Ainsi, selon Steve Rolles toujours, la position de l'OMS est une tentative de rendre légitime d'un point de vue scientifique les politiques prohibitionnistes car, tout en reconnaissant que le cannabis possède certaines application thérapeutiques, c'est toujours considéré comme une substance dangereuse, liée à de graves problèmes de santé publique. Le rapport met en garde que les consommateurs peuvent souffrir d'effets secondaires aigus, tels que la détérioration de la mémoire à court terme, ainsi que l'existence de risques potentiels pour le développement cognitif des adolescents.

La politique nationale et les relations internationales déterminent les prises de décisions

Il ne faut jamais oublier que le rôle de chaque Etat dans les organisations internationales est déterminé par des facteurs politiques et économiques nationaux ou internationaux. C'est pourquoi, il est probable que les décisions répondent à davantage que des critères scientifiques. Il ne semble donc pas fou de penser que la possibilité d'utiliser le cannabis pour relancer certains secteurs économiques en crise serait une des raisons se cachant derrière ce scénario.

Et les Etats-Unis se démarquent grâce à leur poids à l'ONU. Les Américains sont intéressés par certains usages du cannabis pour stimuler leur secteur agricole et pharmaceutique, sans que cela n'implique de légalisation totale de la consommation.

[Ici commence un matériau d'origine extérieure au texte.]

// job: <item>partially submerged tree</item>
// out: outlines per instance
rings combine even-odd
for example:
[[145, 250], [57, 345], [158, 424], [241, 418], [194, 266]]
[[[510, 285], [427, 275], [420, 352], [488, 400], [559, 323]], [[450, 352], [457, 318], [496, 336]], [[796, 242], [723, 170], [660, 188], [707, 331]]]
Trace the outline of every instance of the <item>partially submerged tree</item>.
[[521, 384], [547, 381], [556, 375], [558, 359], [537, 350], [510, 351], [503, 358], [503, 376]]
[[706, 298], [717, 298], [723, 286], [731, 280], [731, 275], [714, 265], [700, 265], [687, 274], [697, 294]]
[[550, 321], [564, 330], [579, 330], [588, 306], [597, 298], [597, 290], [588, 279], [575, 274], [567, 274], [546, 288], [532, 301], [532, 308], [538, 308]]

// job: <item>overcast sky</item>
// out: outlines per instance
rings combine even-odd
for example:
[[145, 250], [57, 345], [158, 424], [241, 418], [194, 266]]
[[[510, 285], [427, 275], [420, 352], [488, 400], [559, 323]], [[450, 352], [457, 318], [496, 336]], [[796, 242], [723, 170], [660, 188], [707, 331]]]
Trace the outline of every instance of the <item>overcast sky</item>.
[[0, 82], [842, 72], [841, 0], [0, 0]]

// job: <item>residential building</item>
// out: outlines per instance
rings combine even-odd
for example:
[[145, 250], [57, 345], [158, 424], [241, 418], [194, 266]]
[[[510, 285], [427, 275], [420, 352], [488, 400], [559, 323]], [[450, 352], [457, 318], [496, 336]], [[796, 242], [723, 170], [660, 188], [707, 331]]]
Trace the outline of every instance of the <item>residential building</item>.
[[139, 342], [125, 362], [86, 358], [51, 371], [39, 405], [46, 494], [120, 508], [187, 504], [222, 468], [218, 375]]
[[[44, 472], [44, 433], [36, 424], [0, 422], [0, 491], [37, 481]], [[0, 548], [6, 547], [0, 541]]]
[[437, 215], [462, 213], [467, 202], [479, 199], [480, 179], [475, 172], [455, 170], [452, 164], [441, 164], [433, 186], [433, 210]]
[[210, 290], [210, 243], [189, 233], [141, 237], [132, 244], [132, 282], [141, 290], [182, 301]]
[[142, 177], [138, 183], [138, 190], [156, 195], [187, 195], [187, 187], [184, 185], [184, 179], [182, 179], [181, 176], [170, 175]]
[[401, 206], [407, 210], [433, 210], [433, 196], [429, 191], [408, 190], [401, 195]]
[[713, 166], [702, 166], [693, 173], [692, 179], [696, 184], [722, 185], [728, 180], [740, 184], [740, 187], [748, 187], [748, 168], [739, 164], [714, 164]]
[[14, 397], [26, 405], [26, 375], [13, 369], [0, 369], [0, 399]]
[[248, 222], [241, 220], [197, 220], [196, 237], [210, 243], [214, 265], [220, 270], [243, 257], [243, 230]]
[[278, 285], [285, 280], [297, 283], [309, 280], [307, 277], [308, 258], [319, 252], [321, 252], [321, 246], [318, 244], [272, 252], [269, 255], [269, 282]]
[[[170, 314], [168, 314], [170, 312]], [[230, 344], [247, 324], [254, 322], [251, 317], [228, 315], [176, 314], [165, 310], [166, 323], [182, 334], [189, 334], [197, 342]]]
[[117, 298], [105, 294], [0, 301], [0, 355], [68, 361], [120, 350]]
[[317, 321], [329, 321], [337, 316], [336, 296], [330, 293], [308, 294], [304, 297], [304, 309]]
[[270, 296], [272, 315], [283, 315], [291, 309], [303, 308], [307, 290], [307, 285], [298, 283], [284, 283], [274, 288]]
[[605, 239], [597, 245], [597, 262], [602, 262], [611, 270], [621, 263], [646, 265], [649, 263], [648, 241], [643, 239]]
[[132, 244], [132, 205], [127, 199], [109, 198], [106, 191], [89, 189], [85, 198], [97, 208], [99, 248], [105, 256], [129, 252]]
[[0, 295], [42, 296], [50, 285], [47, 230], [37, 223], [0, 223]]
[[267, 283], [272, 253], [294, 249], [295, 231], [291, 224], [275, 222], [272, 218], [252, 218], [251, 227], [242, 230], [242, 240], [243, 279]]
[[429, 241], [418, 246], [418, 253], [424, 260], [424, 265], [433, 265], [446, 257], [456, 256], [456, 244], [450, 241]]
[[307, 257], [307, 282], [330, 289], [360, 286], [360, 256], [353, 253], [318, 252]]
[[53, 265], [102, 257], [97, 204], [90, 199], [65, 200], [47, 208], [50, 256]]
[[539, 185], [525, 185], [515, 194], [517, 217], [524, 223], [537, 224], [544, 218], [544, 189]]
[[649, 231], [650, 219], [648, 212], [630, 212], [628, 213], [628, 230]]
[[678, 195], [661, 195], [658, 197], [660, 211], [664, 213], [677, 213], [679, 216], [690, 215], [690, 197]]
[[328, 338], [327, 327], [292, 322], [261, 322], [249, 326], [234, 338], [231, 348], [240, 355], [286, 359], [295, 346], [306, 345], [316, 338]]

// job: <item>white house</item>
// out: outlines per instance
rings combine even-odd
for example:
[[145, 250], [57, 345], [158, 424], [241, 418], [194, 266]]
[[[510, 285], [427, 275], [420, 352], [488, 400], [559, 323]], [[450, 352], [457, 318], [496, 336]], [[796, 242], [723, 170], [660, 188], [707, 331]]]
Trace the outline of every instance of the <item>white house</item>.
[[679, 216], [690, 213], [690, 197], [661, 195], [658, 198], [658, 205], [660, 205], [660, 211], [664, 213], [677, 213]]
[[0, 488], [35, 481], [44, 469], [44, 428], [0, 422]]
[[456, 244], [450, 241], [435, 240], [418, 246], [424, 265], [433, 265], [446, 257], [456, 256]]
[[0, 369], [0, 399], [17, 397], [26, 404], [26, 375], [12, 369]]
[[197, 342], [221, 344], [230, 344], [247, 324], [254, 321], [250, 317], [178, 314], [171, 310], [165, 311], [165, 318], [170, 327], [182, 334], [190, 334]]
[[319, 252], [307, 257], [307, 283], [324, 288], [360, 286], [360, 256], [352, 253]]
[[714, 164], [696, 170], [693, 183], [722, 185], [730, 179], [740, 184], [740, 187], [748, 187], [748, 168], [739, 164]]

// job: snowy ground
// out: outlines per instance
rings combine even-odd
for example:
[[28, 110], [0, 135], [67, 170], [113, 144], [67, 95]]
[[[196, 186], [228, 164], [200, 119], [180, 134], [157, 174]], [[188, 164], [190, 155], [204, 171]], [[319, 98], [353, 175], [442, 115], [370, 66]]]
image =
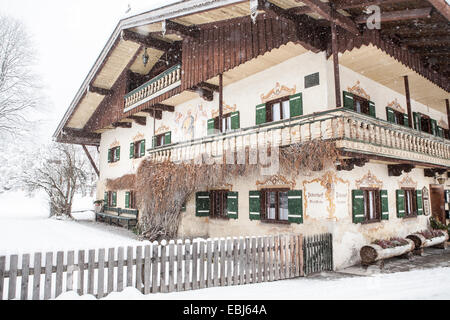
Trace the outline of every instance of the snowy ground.
[[[322, 275], [262, 284], [217, 287], [195, 291], [143, 295], [134, 288], [111, 293], [105, 300], [436, 300], [450, 298], [450, 268], [377, 274], [368, 277]], [[95, 299], [71, 291], [58, 299]]]
[[[0, 194], [0, 255], [143, 244], [124, 228], [95, 222], [93, 199], [76, 197], [76, 221], [48, 218], [45, 194]], [[86, 211], [84, 211], [86, 210]]]

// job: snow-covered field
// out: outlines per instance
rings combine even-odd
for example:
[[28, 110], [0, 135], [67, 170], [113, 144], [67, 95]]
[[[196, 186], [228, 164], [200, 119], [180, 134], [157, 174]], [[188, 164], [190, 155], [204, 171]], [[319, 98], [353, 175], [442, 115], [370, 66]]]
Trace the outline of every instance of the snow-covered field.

Des mesures relativement favorables, telles que la loi d'amélioration agricole, pourraient être utilisées pour cultiver des terres abandonnées et remplacer certains produits moins rentables par du cannabis, face à une augmentation prévisible de la demande et encouragé par le nouveau cadre juridique international.

Un autre facteur à prendre en compte est la guerre commercial du gouvernement Trump avec la Chine, un pays disposant également d'une forte industrie du chanvre. Dans un contexte où le géant asiatique est leader en exportations agricoles, dépassant les chiffres des Etats-Unis, il est probable qu'ils tentent d'influencer l'ONU afin de favoriser l'exportation américaine de cannabis sans que cela ne requiert une légalisation totale sur son territoire.

Le reste des pays formant les Nations unies devront prendre leurs propres décisions. Cela reflètera sans aucun doute leurs intérêts économiques et politiques, comme c'est (presque) toujours le cas dans les organismes internationaux.